Loi sur le divorce (L.R.C. (1985), ch. 3 (2e suppl.))

Loi à jour 2014-10-15; dernière modification 2014-04-01 Versions antérieures

Note marginale :Exercice de la compétence par un juge

 La compétence attribuée à un tribunal par la présente loi pour accorder un divorce n’est exercée que par un juge de ce tribunal, sans jury.

DIVORCE

Note marginale :Divorce
  •  (1) Le tribunal compétent peut, sur demande de l’un des époux ou des deux, lui ou leur accorder le divorce pour cause d’échec du mariage.

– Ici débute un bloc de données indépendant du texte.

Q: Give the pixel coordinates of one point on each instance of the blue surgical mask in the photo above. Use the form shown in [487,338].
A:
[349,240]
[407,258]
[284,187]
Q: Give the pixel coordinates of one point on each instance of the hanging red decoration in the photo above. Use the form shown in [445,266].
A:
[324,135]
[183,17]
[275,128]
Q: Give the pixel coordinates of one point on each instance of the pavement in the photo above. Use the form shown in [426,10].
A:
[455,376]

  • Note marginale :Échec du mariage

    (2) L’échec du mariage n’est établi que dans les cas suivants :

    • a) les époux ont vécu séparément pendant au moins un an avant le prononcé de la décision sur l’action en divorce et vivaient séparément à la date d’introduction de l’instance;

    • b) depuis la célébration du mariage, l’époux contre qui le divorce est demandé a :

      • (i) soit commis l’adultère,

      • (ii) soit traité l’autre époux avec une cruauté physique ou mentale qui rend intolérable le maintien de la cohabitation.

  • Note marginale :Calcul de la période de séparation

    (3) Pour l’application de l’alinéa (2)a) :

    • a) les époux sont réputés avoir vécu séparément pendant toute période de vie séparée au cours de laquelle l’un d’eux avait effectivement l’intention de vivre ainsi;

    • b) il n’y a pas interruption ni cessation d’une période de vie séparée dans les cas suivants :

      • (i) du seul fait que l’un des époux est devenu incapable soit d’avoir ou de concevoir l’intention de prolonger la séparation, soit de la prolonger de son plein gré, si le tribunal estime qu’il y aurait eu probablement prolongation sans cette incapacité,

      • (ii) du seul fait qu’il y a eu reprise de la cohabitation par les époux principalement dans un but de réconciliation pendant une ou plusieurs périodes totalisant au plus quatre-vingt-dix jours.

Note marginale :Devoirs de l’avocat
  •  (1) Il incombe à l’avocat qui accepte de représenter un époux dans une action en divorce, sauf contre-indication manifeste due aux circonstances de l’espèce :

    • a) d’attirer l’attention de son client sur les dispositions de la présente loi qui ont pour objet la réalisation de la réconciliation des époux;

    • b) de discuter avec son client des possibilités de réconciliation et de le renseigner sur les services de consultation ou d’orientation matrimoniales qu’il connaît et qui sont susceptibles d’aider les époux à se réconcilier.

  • Note marginale :Idem

    (2) Il incombe également à l’avocat de discuter avec son client de l’opportunité de négocier les points qui peuvent faire l’objet d’une ordonnance alimentaire ou d’une ordonnance de garde et de le renseigner sur les services de médiation qu’il connaît et qui sont susceptibles d’aider les époux dans cette négociation.

  • Note marginale :Attestation

    (3) Tout acte introductif d’instance, dans une action en divorce, présenté par un avocat à un tribunal doit comporter une déclaration de celui-ci attestant qu’il s’est conformé au présent article.